Ренуар любуется милым обликом молодой женщины, создавая утонченную красочную симфонию чистых тонов, заставляя зрителя следить за бесконечным богатством розовых оттенков — на фоне, на щеках, губах, ладони, розе, приколотой к платью, в скользящих отсветах, разбросанных повсюду.
О. Ренуар. Этюд к портрету Самари. 1877 г. Масло. Москва, Государственный музей изобразительных искусств.
И. Е. Репин. Актриса П. А. Стрепетова. 1882 г. Масло. Москва, Государственная Третьяковская галерея.
«Стрепетова» Репина — полный контраст. Русский мастер тоже написал свою модель широко, свободно, что называется «с маху». Но как отличается упругая линия силуэта Самари от медлительного, будто несколько усталого контура Стрепетовой!
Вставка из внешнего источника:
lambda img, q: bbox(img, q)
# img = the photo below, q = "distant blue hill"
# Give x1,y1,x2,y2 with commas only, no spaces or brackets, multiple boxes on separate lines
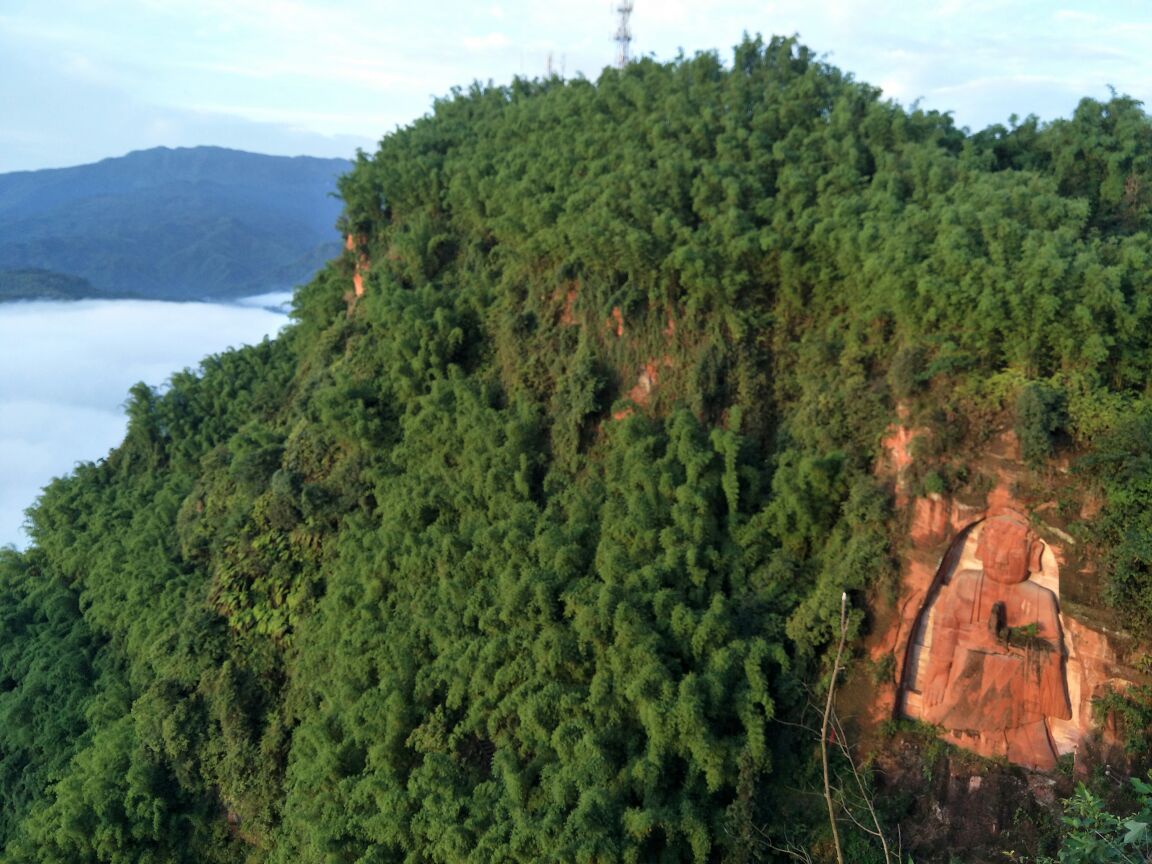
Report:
0,146,352,301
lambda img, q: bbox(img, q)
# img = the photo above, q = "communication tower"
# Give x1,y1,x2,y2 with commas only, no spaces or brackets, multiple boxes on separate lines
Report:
614,1,633,68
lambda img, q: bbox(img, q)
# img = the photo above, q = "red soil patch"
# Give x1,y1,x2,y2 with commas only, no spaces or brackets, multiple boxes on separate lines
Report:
607,306,624,338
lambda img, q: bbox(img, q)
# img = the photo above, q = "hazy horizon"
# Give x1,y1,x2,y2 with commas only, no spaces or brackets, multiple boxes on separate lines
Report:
0,294,291,548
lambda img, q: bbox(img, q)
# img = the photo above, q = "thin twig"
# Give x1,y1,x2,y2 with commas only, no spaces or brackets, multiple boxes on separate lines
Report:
753,824,817,863
830,710,893,862
821,591,849,864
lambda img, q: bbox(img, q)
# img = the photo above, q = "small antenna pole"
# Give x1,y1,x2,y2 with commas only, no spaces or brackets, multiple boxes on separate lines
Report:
614,1,633,68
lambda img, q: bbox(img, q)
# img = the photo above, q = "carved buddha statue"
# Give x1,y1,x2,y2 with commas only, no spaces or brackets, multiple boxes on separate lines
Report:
921,513,1070,769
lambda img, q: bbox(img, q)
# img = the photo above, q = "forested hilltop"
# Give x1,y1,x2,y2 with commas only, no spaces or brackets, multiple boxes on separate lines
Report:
6,36,1152,862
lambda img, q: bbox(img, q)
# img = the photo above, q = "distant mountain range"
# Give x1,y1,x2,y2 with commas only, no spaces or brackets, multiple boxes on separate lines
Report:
0,146,352,302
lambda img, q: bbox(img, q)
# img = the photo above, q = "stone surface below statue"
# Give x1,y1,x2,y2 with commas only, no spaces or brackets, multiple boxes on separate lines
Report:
918,513,1071,770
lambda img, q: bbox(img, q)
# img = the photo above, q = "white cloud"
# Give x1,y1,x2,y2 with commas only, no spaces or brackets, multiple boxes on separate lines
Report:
932,73,1070,98
181,57,429,92
0,401,126,547
185,102,388,132
0,298,289,548
1054,9,1098,24
7,0,1152,170
463,32,512,51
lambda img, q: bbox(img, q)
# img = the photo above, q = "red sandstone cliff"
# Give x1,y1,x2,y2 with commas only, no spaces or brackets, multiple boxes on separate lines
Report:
870,420,1147,774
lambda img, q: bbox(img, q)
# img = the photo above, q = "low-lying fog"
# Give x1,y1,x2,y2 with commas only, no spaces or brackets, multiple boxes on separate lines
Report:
0,294,291,548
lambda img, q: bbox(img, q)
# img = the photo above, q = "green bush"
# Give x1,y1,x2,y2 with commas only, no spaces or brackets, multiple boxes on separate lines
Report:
1016,381,1067,465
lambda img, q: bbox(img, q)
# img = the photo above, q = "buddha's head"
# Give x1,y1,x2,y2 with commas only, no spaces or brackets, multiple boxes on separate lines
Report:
975,515,1044,585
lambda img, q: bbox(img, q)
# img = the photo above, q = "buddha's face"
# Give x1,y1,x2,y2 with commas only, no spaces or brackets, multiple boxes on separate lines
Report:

Столкновения горячих красных (отнюдь не легких розовых) и тяжеловатых зеленых тонов на фоне, в лице актрисы, сидящей с распущенными волосами, в строгом платье безо всяких украшений, усиливают ощущение тревожного беспокойства, душевной бури, готовой вспыхнуть в сердце трагической артистки.
И не только выражение лиц, но и цвет, композиция, все зрительно-пластическое построение картин создают эти столь не похожие друг на друга образы.
Когда мы говорим о выразительных средствах, мы имеем в виду прежде всего эти зрительно-пластические элементы живописи. Попробуем объяснить, что это такое.
Анализируя картину Рембрандта, мы обращали внимание на то, что в сложении образа картины имели первейшее значение не только собственно изобразительные мотивы: вот собрались трое, молчат, насупился царь, робко простерла руки Эсфирь, сутулится под угрозой царского гнева Аман. Эмоционально-психологическая атмосфера картины в огромной мере формировалась от того, как расположены фигуры, как подымаются и падают ритмические линии композиции, как скользит светотень, где-то сгущая сумрак, где-то вспыхивая звонким золотом, и т. д.
В только что сопоставленных портретах избранная художником цветовая гамма характеризует изображенного человека, наверное, не меньше, чем черты и выражение его лица.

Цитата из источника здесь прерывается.